We rode by the next rest stop in the city of Bamberg because it caught us by surprise and came up quicker than we were expecting. It would be another long, long 24 miles before the next one. We laughed and talked along the way. I thought about Brian and silently told him I rode every mile for him. I remembered good times and sad and couldn’t stop the longing to see and touch him. The ache of missing him just refuses to dull.
We hit 50 miles and then 75. We genuinely enjoyed the ride but once we hit 75 my body was protesting. My legs still felt strong and good but my tense shoulder muscles and my chafed butt were in agony. I don’t think I’ve ever experienced a more difficult final 12 miles in my life. Each mile felt 15 miles long and passed by in agonizing slowness. We were the last ones on the course and even two elderly women, gray haired and heavy set had casually cycled by us as if they were going on a Sunday drive. It was a little demoralizing to be left in the dust by two grandmothers but it was also inspiring. They were pretty bad-ass.

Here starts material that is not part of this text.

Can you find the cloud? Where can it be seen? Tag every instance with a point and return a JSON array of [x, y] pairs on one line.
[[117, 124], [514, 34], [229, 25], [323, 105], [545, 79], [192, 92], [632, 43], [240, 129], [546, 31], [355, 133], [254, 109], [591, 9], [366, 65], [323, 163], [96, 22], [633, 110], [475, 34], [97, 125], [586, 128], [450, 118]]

When things got tough and I struggled to overcome the pain, I thought about Brian and how much I loved and admired and missed him. I thought about how he had endured so much and how I could certainly finish this race. I also focused on the beautiful scenery and about how lucky I was to be able to do this. I thought about a million things and then sometimes I couldn’t distract myself and just wallowed in the pain. And then, finally, finally, after a million years, we were cycling through Edisto Garden and we had less than a mile left. We rode past Christmas lights and decorations not yet lit and a pond with trees growing out of it, the evening sun reflected in the dark water. Right at 6 pm we reached the arts center and finished, finally getting off our bikes for good. It was a glorious moment. The local police had manned the course and a few officers were at the finish, patiently waiting on us with sandwiches, drinks and snacks. Everyone – from fellow cyclists to the race volunteers – were amazing, helpful, friendly and well organized. It was an outstanding experience. I’m so proud of accomplishing this and I hope I’ll be back next year.
I keep telling myself I need to live as much of life as possible so if – when – I see Brian again I can tell him, “see, I lived for you and me. I lived as much as possible.” And when I draw my last breath, it will be at the close of a glorious adventure.
I don’t much care to live long, so I want to live well.